Par Me Cynthia Tremblay, avocate au Service d’assistance juridique de la FQM (SAJ)

À l’aube de la saison automnale, il est temps pour les municipalités de se mettre à leur calculatrice en prévision de la période de dépôt et d’adoption de leur budget. Cet exercice peut parfois s’avérer ardu, mais ô combien important lorsque viendra le temps d’engager des dépenses considérables en cours d’année!

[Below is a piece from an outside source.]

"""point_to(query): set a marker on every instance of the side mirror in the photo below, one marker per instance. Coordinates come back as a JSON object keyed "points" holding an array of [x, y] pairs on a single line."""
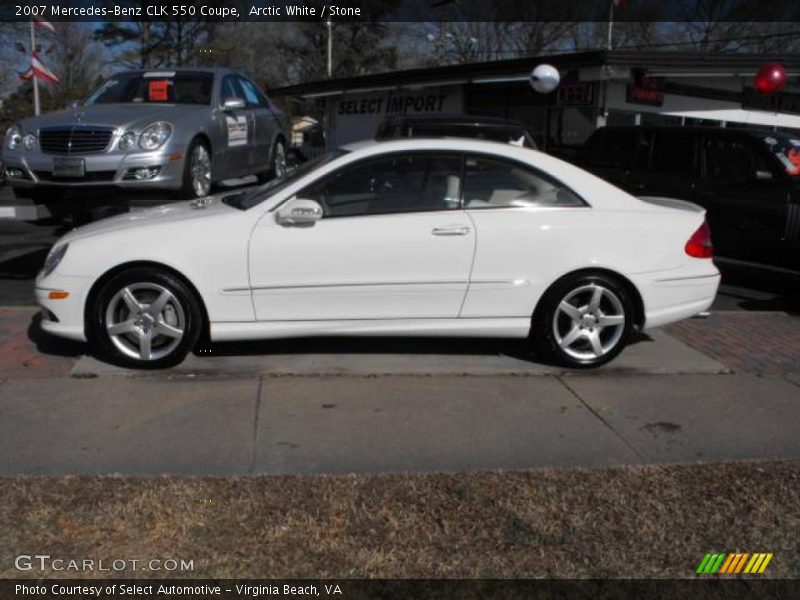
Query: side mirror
{"points": [[299, 212], [233, 104]]}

Chaque année, entre le 15 novembre et le 31 décembre, pour les villes et municipalités conformément aux articles 474 de la Loi sur les cités et villes et 954 du Code municipal du Québec, et le 4e mercredi de novembre pour les municipalités régionales de comté conformément à l’article 148 du Code municipal du Québec, celles-ci doivent faire l’adoption de leur budget respectif pour l’année à venir. C’est donc dans ce contexte et en prévision de cette période de l’année que s’inscrit la présente chronique, et ce, afin de vous rappeler l’importance d’un tel exercice pour la bonne gestion des activités municipales.

En effet, toutes dépenses d’envergure que doivent effectuer les municipalités nécessitent d’être planifiées et calculées préalablement à leur exécution, et ce, afin de permettre leur bonne réalisation. Parmi ces dépenses, et pour ne nommer que certaines d’entre-elles, nous pouvons penser à tous travaux de mise à niveau du réseau d’aqueduc ou d’égout municipaux ou encore à tous travaux de réfection d’une rue.

En raison des montants d’importance que peuvent nécessiter de tels travaux et les processus d’adjudication de contrats devant être franchis initialement, il est pertinent, voire incontournable, que les municipalités budgètent toutes dépenses d’envergure, incluant les dépenses auxquelles ces travaux se rattachent, qui pourraient être engagées et qui ne découleraient pas de leurs opérations courantes.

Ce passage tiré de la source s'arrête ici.